I wish I could’ve told Santino that I understand.

An animal shelter is one of the few environments in which caretakers routinely end the lives of those they were once tasked with saving. As a volunteer, I’ve been present for euthanasias that truly seemed to take place painlessly and quickly — and for others that were marked with seizures, struggles, and terror.

When I know it’s an animal’s time — that is, when I know his time is up — I try to make sure those last few minutes offer some joy. A final walk along his favorite route, a last session of fetch, an extended belly rub and a coveted treat. But there’s no getting around it: Eventually, I’ll be leading this animal to a room he’ll never leave. It doesn’t matter that I don’t touch the needle; the sense I’m somehow complicit in this ultimate betrayal leaves me shattered every time.

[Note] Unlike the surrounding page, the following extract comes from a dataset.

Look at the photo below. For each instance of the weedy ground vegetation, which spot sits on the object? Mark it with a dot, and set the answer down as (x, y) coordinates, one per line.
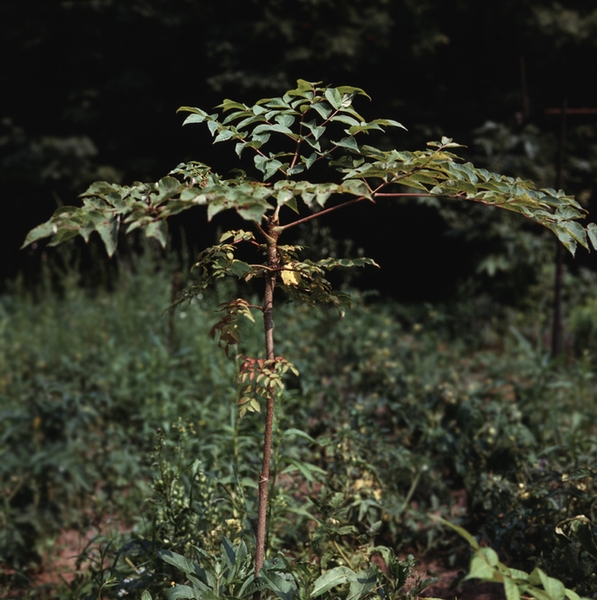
(111, 419)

Just as with the 10,000 shelter animals who are put down each and every day, Rocco’s death was not relief for incurable suffering. Therefore, it was not a euthanasia in the true sense of the word: a “good death.” Rather, it was an act performed out of fear, a somber ramification of breed profiling gone awry.

Certainly humans did fail Rocco, but I would argue that it wasn’t Santino, the man who rescued this dog and gave him years of love and security. Instead, we all failed Rocco. As a population, we have failed to adequately disable those that abuse their animals or purposely “train” them to become vicious and distrustful. We have allowed stereotypes and fear mongering to end the lives of millions of innocent beings.

I do believe there are fates worse than death — months in some of this country’s animal shelters would qualify. (And while I know that No Kill advocates would argue,) I also believe there are fewer good homes than there are animals currently in need. We simply have too many dogs and cats. But the solution to overpopulation is not killing; it’s prevention. And the solution to fear is not breed discimination, it’s education.

Said James Steven Grant, one of Santino’s former neighbors, “Rocco was the sweetest dog in the world. Rocco wouldn’t hurt a fly.”